Fingerloop sRNA Nanotechnology for Metabolic Engineering and Synthetic Biology
Functional "fingerloop" RNA antisense motifs for metabolic engineering and RNA nanotechnology applications.
Synthetic biology holds tremendous promise to revolutionize how numerous products are made. For example, microorganisms can be harnessed to produce useful products such as biofuels, chemicals, therapeutics, fragrances, and antibodies, just to name a few examples. However, metabolic engineering of these microorganisms is often a prerequisite for commercially viable levels of product generation. Current metabolomic engineering strategies exist, such as siRNA and genome editing, but suffer from serious drawbacks. For example, expression of a metabolic pathway protein can be reduced using siRNA, but typically more than one protein must be targeted to effectively control metabolism, necessitating introduction of multiple siRNAs. Furthermore, siRNA target specificity is often poor. Permanent genome editing, another strategy, is difficult to reliably perform, not tractable in all microorganisms, and often results in off-target mutations that must be filtered. Moreover, the complete knockout of multiple metabolism genes is often too harsh, with more subtle modulation necessary for optimal results.

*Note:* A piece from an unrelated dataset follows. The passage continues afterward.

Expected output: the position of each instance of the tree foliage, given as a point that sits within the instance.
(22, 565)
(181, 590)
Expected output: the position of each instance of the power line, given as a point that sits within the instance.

Researchers at The Ohio State University led by Dr. Richard Lease have created a novel bacterial sRNA-based genetic manipulation tool capable of transient, tunable, and highly specific control of the expression of multiple proteins using a single engineered sRNA. A single sRNA molecule can contain multiple fingerloop motifs, each motif capable of base pairing with a distinct mRNA promoter, thus down–regulating expression of the corresponding protein. Consequently, the introduction of a single sRNA vector can comprehensively reprogram a metabolic pathway by altering the expression of multiple proteins in that pathway to maximize product yield. Furthermore, by modulating the degree of base complementarity, the level of protein expression can be precisely tuned to optimize product formation without over-taxing the cell. Finally, due to the fingerloop motif structure, sRNAs display superior mRNA target specificity relative to traditional siRNAs or non-structured antisense sRNAs.
Dr. Lease’s team has demonstrated one embodiment of this technology by downregulating both hydrogen-generating hydrogenase (hydA) and butyrate kinase (buk), proteins involved in Clostridium acetobutylicum butanol biosynthesis, using a single sRNA. The invention involves using a plasmid reporter system to optimize the sRNA sequence required to yield the desired degree of target mRNA/protein repression. This optimized sRNA can then be introduced into the microorganism to alter its metabolism. sRNA technology is broadly compatible with bacteria and could be used to target any set of proteins that a user wishes to modulate.